我正在尝试实现具有9个不同目标的逻辑回归问题。调试时我得到了
Epoch: 0025 cost= nan
这是一个批次的样子
batch_xs
[[ 3.40000000e+01 3.34000000e+01 9.00000000e-02 3.40000000e+01
4.06858908e+00 0.00000000e+00 3.30000000e+01 4.04000000e+01
1.00000000e-02 3.30000000e+01 4.06858908e+00 1.00000000e+00
3.20000000e+01 4.22000000e+01 7.00000000e-01 3.20000000e+01
4.06858908e+00 2.00000000e+00 3.10000000e+01 4.18000000e+01
5.00000000e-01 3.10000000e+01 4.06858908e+00 3.00000000e+00
3.00000000e+01 3.70000000e+01 0.00000000e+00 3.00000000e+01
4.06858908e+00 4.00000000e+00 2.90000000e+01 3.78000000e+01
2.00000000e-02 2.90000000e+01 4.06858908e+00 5.00000000e+00
2.80000000e+01 3.78000000e+01 2.00000000e-02 2.90000000e+01
4.06858908e+00 6.00000000e+00 4.90000000e+01 4.00000000e+00
1.00000000e+00]]
batch_ys:
[[0 0 0 1 0 0 0 0 0]]
虽然原始y是。
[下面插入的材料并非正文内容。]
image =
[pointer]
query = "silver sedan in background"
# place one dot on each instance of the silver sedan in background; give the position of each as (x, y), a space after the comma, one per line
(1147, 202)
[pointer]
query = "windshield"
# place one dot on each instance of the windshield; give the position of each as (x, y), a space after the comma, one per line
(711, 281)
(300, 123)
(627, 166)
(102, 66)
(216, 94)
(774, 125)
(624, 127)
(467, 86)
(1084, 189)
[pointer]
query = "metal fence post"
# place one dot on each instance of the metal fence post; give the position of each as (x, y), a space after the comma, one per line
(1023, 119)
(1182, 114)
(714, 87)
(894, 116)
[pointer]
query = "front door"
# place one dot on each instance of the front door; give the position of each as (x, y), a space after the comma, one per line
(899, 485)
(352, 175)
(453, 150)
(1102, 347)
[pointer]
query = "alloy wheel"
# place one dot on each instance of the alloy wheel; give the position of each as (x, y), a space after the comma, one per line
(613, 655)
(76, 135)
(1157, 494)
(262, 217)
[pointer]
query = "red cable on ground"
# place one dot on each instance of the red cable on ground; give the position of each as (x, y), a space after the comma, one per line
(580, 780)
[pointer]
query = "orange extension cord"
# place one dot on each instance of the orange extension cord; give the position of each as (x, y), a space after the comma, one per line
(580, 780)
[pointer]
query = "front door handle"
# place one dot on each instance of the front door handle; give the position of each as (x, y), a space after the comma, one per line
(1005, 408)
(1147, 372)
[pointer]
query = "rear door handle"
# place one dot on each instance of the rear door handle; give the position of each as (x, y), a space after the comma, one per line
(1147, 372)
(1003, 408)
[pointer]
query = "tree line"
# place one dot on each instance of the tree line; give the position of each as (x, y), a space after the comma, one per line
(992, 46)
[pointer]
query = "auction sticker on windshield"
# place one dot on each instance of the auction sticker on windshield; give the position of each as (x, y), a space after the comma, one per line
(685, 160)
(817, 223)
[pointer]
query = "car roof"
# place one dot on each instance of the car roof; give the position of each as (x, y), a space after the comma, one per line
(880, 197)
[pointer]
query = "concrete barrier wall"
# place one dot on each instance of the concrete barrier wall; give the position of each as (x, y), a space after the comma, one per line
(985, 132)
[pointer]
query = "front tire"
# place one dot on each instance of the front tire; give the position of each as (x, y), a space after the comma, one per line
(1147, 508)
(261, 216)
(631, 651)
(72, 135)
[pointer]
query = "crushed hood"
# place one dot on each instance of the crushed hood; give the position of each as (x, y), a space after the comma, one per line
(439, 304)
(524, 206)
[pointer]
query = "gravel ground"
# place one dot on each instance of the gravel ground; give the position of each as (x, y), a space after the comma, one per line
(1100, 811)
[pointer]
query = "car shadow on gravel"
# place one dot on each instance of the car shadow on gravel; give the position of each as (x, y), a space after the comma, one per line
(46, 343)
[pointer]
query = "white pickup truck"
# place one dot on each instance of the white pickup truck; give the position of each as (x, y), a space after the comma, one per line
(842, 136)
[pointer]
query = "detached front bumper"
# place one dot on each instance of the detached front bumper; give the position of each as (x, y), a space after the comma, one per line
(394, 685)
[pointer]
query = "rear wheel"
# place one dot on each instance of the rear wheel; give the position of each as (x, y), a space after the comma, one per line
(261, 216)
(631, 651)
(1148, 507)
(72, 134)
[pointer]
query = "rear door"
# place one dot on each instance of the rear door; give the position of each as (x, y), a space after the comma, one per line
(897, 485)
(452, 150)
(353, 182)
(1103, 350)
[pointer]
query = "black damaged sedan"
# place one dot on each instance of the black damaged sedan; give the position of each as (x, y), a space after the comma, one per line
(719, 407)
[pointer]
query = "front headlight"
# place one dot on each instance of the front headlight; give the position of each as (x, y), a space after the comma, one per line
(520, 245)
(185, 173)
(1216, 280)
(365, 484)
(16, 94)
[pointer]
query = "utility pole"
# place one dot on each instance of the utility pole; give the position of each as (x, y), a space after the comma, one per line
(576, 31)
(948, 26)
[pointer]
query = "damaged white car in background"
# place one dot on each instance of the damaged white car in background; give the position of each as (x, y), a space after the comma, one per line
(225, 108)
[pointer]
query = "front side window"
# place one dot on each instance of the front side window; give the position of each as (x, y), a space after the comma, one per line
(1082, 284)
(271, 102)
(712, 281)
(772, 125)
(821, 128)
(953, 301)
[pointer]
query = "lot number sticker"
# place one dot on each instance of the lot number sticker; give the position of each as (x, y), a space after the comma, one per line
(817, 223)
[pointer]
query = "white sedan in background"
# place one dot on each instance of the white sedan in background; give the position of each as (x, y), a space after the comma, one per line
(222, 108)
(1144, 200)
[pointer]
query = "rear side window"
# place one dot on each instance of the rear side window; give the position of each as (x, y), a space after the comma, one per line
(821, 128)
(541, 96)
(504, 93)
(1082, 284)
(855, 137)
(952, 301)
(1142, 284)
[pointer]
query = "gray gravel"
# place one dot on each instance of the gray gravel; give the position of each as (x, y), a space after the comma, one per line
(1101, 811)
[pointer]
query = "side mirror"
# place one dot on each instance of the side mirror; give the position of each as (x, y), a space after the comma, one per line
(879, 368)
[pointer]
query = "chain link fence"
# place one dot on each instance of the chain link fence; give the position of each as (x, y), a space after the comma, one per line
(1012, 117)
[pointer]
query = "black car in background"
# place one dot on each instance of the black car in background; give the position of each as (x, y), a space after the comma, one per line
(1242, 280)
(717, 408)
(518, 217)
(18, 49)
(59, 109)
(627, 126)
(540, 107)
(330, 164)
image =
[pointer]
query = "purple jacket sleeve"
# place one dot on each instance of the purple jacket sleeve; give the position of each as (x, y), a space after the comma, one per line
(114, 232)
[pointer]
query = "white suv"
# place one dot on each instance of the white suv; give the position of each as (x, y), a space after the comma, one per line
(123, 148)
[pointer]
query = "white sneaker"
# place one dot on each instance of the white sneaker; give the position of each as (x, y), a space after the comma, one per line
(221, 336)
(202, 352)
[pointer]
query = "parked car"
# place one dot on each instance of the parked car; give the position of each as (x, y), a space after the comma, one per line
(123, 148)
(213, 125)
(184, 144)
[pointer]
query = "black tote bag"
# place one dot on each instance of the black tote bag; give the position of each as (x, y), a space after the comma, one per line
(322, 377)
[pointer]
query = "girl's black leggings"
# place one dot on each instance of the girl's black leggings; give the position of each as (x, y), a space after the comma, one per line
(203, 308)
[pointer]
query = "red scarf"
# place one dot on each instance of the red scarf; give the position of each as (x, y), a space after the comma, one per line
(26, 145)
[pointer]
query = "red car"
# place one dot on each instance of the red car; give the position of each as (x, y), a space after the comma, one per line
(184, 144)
我使用convert_y
将其转换为(_,9)矩阵[[3]]
这是我使用的一些代码
learning_rate = 0.01
training_epochs = 25
batch_size = 1
display_step = 1
x = tf.placeholder(tf.float32, [None,feature_column_count])
y = tf.placeholder(tf.float32, [None,n_target_classes])
W = tf.Variable(tf.zeros([feature_column_count,n_target_classes]))
b = tf.Variable(tf.zeros([n_target_classes]))
pred = tf.nn.softmax(tf.matmul(x,W)+b)
cost = tf.reduce_mean(-tf.reduce_sum(y*tf.log(pred), reduction_indices=1))
optimizer = tf.train.GradientDescentOptimizer(learning_rate).minimize(cost)
init = tf.global_variables_initializer()
def next_batch(num, data, labels):
idx = np.arange(0, len(data))
idx = idx[:num]
data_s = data[idx]
labels_s = labels[idx]
return np.asarray(data_s), np.asarray(labels_s)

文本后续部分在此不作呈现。